Seguimos o nosso rumo e a imaginação nem alcançava o que viria, Ilha dos Anjos, é preciso suspirar e pedir licença. Paramos a frente de uma prainha com areia amarela reluzente, a vista uma árvore imponente sem folhas, que mais parecida uma escultura, nos indicava a subir um caminho pedregoso. Nossos pés iam repassando um caminho esculpido entre xiquexiques, facheiros, coroa de frades, caroás e mandacarus, os raios solares transpunham nossa pele e os pingos de suor vertiam as costas, mas havia algo que precisávamos saber daquele lugar. Entre essas veredas pilhas de pedras se amontoavam em montes aqui e acolá, e Dão com um semblante mais casto agora vai à frente, os nossos corações vão tomando um batimento mais lento, estávamos pisando em um solo sagrado, Dão rompe o silêncio e balbucia: “aqui foi um cemitério de crianças há muito tempo”, e então, um clarão, estávamos num lugar de anjos, as pedras em montes, eram sinais desses tempos. Fomos caminhando e o cume, uma pequena igreja consagrada a São Francisco, um ponto branco acima arrodeado do abraço do Rio, a visão era uma prece. Ficamos ali em silêncio por alguns instantes, numa oração mental de agradecimento. Depois fomos entendo as palavras que ali tecemos, os recados dados e recebidos, voltamos tão cheios de nós mesmos e de nossa graça pela vida que riamos e festejávamos nosso encontro em reconhecimento.
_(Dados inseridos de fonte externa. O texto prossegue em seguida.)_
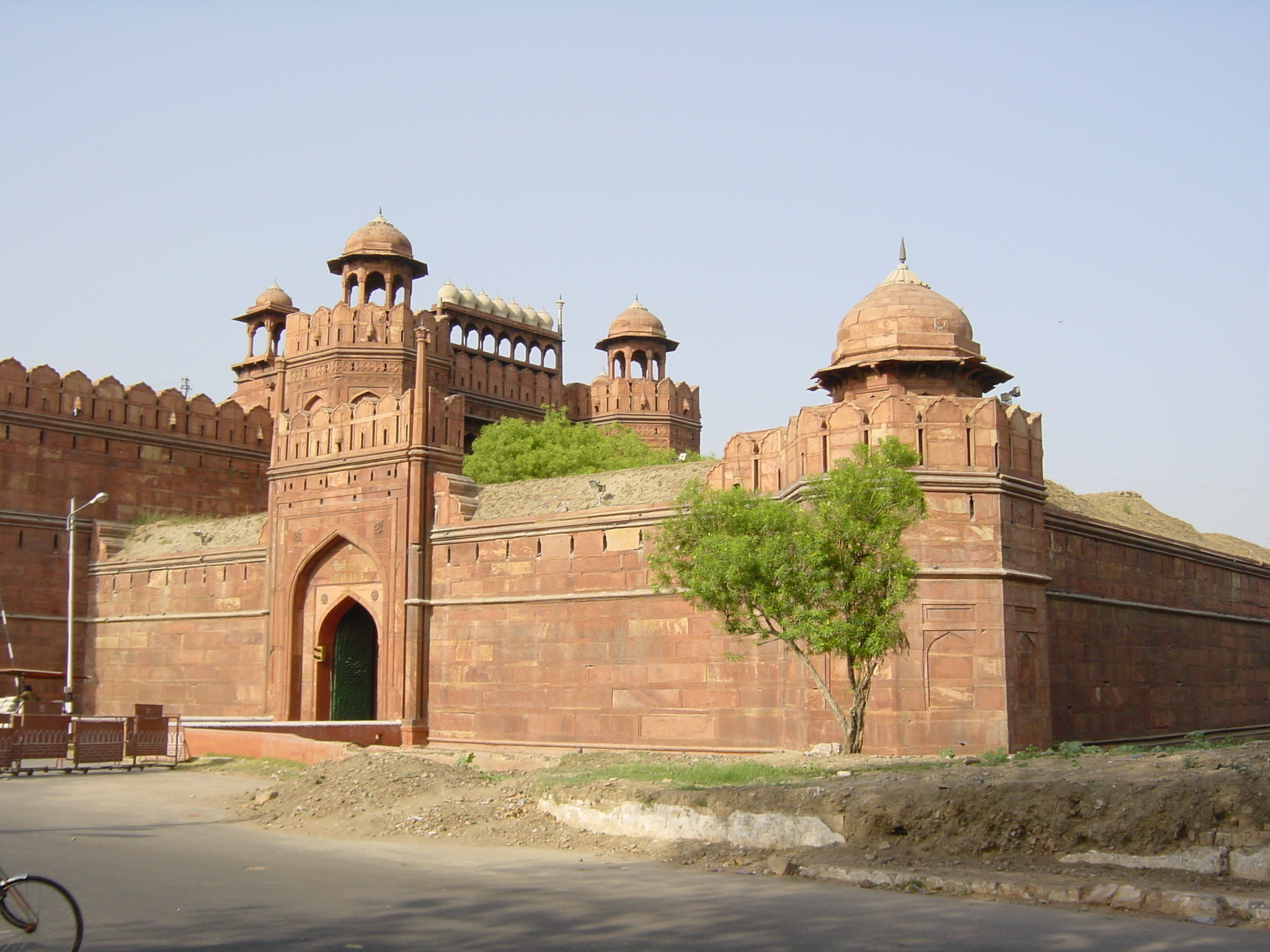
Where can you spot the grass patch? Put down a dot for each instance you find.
(683, 772)
(148, 518)
(271, 769)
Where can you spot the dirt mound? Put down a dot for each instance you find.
(406, 795)
(1129, 509)
(1018, 815)
(162, 537)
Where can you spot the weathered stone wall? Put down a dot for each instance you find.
(544, 627)
(180, 627)
(63, 437)
(1152, 637)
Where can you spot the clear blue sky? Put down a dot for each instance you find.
(1088, 179)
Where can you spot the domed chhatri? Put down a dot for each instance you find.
(637, 320)
(273, 296)
(379, 239)
(906, 338)
(379, 236)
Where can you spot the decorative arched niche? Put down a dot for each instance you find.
(337, 578)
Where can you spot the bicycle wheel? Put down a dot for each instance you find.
(40, 915)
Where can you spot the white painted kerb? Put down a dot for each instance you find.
(665, 822)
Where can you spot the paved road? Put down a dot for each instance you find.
(156, 867)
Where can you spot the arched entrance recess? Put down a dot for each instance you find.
(355, 667)
(338, 601)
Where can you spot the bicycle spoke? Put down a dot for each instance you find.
(38, 915)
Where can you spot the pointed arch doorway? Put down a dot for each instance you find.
(355, 666)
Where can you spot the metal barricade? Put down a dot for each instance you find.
(98, 742)
(8, 748)
(43, 736)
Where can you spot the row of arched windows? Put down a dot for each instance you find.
(637, 363)
(504, 346)
(374, 289)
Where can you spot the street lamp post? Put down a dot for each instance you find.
(69, 696)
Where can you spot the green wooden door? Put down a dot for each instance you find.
(353, 668)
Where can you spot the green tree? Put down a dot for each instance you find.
(827, 575)
(513, 450)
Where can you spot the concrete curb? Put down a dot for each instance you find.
(1206, 908)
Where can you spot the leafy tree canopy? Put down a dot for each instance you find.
(513, 450)
(826, 575)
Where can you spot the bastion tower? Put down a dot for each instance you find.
(636, 391)
(906, 364)
(358, 426)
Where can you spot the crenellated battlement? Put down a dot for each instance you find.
(621, 395)
(45, 391)
(367, 425)
(366, 324)
(950, 433)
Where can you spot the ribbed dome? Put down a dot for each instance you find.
(376, 238)
(902, 316)
(273, 296)
(637, 320)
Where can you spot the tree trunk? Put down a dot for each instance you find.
(861, 683)
(828, 696)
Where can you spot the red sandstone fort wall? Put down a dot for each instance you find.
(63, 437)
(186, 631)
(1152, 637)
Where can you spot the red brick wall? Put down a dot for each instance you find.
(64, 436)
(186, 631)
(1123, 671)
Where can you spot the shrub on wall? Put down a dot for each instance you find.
(515, 450)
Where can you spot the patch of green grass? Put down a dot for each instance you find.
(1072, 749)
(578, 770)
(248, 765)
(1030, 753)
(149, 517)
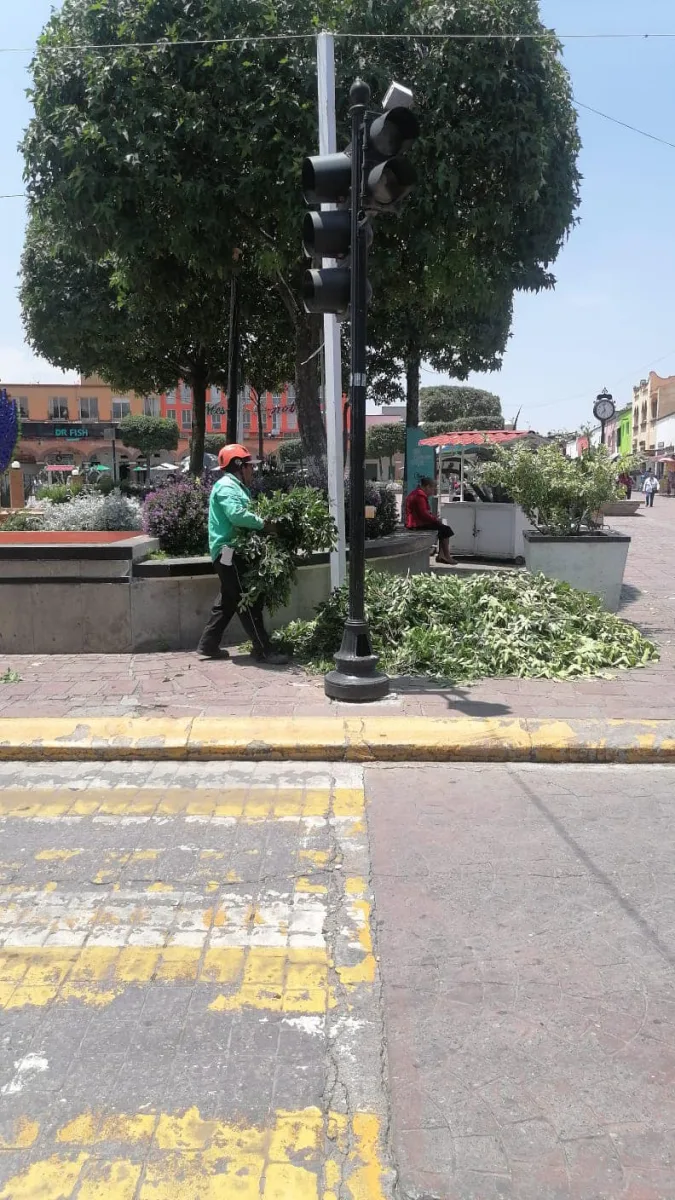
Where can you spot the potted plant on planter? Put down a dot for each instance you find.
(563, 499)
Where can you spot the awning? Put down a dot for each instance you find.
(475, 439)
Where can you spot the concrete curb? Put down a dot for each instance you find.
(335, 739)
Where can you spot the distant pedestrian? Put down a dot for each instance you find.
(419, 516)
(650, 489)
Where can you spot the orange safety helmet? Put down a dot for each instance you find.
(228, 456)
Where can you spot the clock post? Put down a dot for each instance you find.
(603, 411)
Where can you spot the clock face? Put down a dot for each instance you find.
(604, 409)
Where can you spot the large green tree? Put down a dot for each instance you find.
(181, 154)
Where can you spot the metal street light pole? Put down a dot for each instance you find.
(357, 677)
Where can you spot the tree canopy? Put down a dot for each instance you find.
(446, 409)
(386, 441)
(157, 162)
(149, 435)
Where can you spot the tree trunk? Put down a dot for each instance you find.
(261, 430)
(198, 425)
(412, 390)
(413, 363)
(308, 401)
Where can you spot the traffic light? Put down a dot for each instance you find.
(388, 175)
(327, 179)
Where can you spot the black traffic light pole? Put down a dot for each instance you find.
(233, 352)
(357, 677)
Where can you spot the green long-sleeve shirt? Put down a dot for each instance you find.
(230, 509)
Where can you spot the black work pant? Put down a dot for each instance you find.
(227, 606)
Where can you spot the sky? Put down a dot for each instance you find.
(610, 318)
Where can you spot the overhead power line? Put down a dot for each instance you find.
(625, 125)
(252, 39)
(615, 120)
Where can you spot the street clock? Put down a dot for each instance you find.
(604, 407)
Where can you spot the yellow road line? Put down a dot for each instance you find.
(246, 804)
(302, 1156)
(363, 739)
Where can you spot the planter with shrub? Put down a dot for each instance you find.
(562, 498)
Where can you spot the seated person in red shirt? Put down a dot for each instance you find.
(419, 516)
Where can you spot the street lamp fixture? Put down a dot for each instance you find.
(603, 411)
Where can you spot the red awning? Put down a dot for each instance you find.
(472, 439)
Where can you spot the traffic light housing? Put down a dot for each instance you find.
(327, 179)
(387, 179)
(388, 175)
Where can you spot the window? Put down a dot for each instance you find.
(58, 408)
(121, 407)
(88, 408)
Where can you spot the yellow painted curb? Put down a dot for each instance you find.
(335, 739)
Dão nos falava das histórias e nós, abríamos o corpo e a alma para sentir cada vida vivida ali. Momentos tão únicos que entre os banhos que tomamos, até gatos siameses foram nos saudar, nunca irei esquecer a história dos gatos de olhos intensamente azuis da Ilha dos Anjos. Grata, Dão. Findamos esse dia vendo o sol descer aos montes, nas águas quentes de Chico, éramos um ponto que emergíamos nesse universo. Nossa finitude dimensionou toda a grandeza desse instante.

LUGAR ÚNICO DE MUITOS ENCANTOS

A noite desceu o manto e quero falar, aqui houve-se os acordes de Joaci, com seu pandeiro sacudindo os corpos do povoado e numa casa que pulsa uma curadoria artista ímpar, o chamado é a luz vermelha, o Salão, o bar/galeria que acende nos convidando não só ao olhar sobre as peças garimpadas, mas a cerveja super gelada e um papo agradabilíssimo com o proprietário André Dantas, que numa decisão mais que sabia deixou os arquétipos concretos de Nova York para aqui fixar sua vida e realizar, além de seus anseios pessoais, um plano com recursos próprios e muita paixão, a CABRA ILHA DO FERRO, projeto de residência artística, que vem incentivando a vivência, a troca de ações e atividades de forma orgânica pelos que aqui estão a habitar.

Não quero deixar de salientar que esse lugar deve a um inestimável morador, senhor, mestre Fernando Rodrigues dos Santos que acreditou na mais sólida certeza humana, sua capacidade criativa, sua missão conduziu seu povo a toda essa explosão cultural, mesmo não sabendo ontem tudo isso ia rumar, levou até o fechar de seus olhos, o desejo de sua alma e veio visionário, aqui ele firmou seu nome e até hoje sua família, em nome de sua filha Rejania tem as portas abertas e nas mãos o legado deixado, a sabedoria aprendida, e estes vão nascendo e seguindo os rumos do ancestral. Aqui nascem e se criam sumidades, Bebeu, Antônio Sandes, Camille , Guilherme, Lucas, Zé Crente, Petrônio, Yang, Faguinho, Fernando, Domingos Sávio, Gedson, Bedeu, Valmir, Jordânia, Urânia, Elvia, mestres e mestras que aqui faço representar tantos outros, brotam nesse solo do sem fim, vão dia a dia desvelando suas habilidades, pois nessas terras um galho de craibeira, mulungu e imburana podem ser uma ave, um tronco um ser gigante, as ramas descascadas são árvores que se designam as luminárias, os barcos daqui navegam em galerias do mundo, portas guardanapos são bonecos coloridos, um mundo mágico de seres de madeira que os meus olhos ganham vida e eles meio em cochichos contam segredos daqui.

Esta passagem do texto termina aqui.